A partir desse momento, o filme mergulha em mediocridade, estereótipos racistas e delírios cristãos. Vamos por partes: na Colômbia, ele faz uma parceria com "Vampiro", homem que atuava no narcotráfico, mas, após um chamado de Deus, mudou de lado e ajuda a desbaratar quadrilhas que traficam pessoas.
O próprio Tim Ballard também entende que atende a um chamado divino, prova disso é que, após a sua primeira busca pela garota fracassar, ele recebe um chamado da CIA para que volte imediatamente.
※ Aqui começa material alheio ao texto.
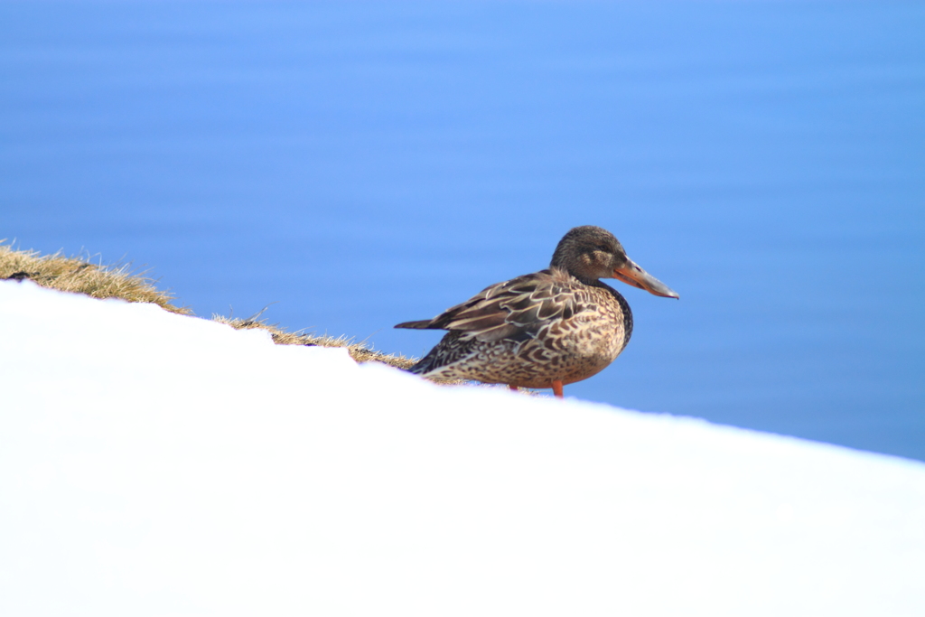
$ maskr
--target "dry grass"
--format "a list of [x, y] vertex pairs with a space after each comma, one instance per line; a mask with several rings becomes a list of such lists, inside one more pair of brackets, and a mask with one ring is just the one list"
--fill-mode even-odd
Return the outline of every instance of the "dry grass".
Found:
[[0, 243], [0, 278], [28, 278], [61, 291], [153, 302], [171, 313], [192, 315], [190, 309], [173, 304], [173, 296], [154, 287], [154, 280], [143, 274], [132, 273], [128, 265], [102, 265], [80, 257], [65, 257], [59, 253], [40, 255], [35, 251], [16, 251]]
[[[128, 265], [102, 265], [80, 257], [64, 257], [60, 253], [40, 255], [35, 251], [17, 251], [0, 241], [0, 279], [29, 279], [53, 290], [83, 293], [93, 298], [120, 298], [130, 302], [153, 302], [166, 311], [192, 315], [189, 308], [172, 303], [173, 296], [154, 287], [154, 281], [143, 274], [132, 273]], [[346, 347], [357, 362], [381, 362], [389, 366], [408, 368], [413, 358], [374, 352], [346, 337], [293, 334], [258, 320], [234, 319], [213, 315], [213, 320], [236, 329], [260, 327], [268, 330], [278, 345]]]
[[257, 320], [254, 317], [238, 319], [214, 315], [212, 315], [212, 319], [213, 321], [217, 321], [220, 324], [228, 324], [231, 327], [239, 330], [247, 330], [254, 327], [267, 330], [273, 337], [273, 342], [278, 345], [346, 347], [350, 356], [357, 362], [381, 362], [388, 364], [389, 366], [397, 366], [398, 368], [410, 368], [412, 364], [416, 362], [413, 358], [406, 358], [403, 355], [390, 355], [388, 353], [374, 352], [363, 343], [354, 343], [352, 339], [348, 339], [347, 337], [319, 337], [314, 334], [287, 332], [278, 326], [267, 324], [262, 320]]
Diante disso, ele resolve enfrentar a burocracia, se demite e monta um grupo para enfrentar as quadrilhas.
Ao justificar a sua demissão para o seu chefe na CIA, Tim Ballard diz a seguinte frase para ele: "os filhos de Deus não estão à venda". É com esse espírito que ele vai para a Colômbia.
"Latinos selvagens"
Além de ser uma produção completamente apelativa, o filme "O Som da Liberdade" é profundamente racista, o que fica evidente na maneira como ele contrapõe Tim Ballard e os personagens colombianos: Ballard é retratado como angelical, ingênuo e saudável, enquanto os latinos são apresentados como rudes, fumantes, quase sempre bêbados e violentos. Isso remete à clássica definição colonial sobre os habitantes da América Latina.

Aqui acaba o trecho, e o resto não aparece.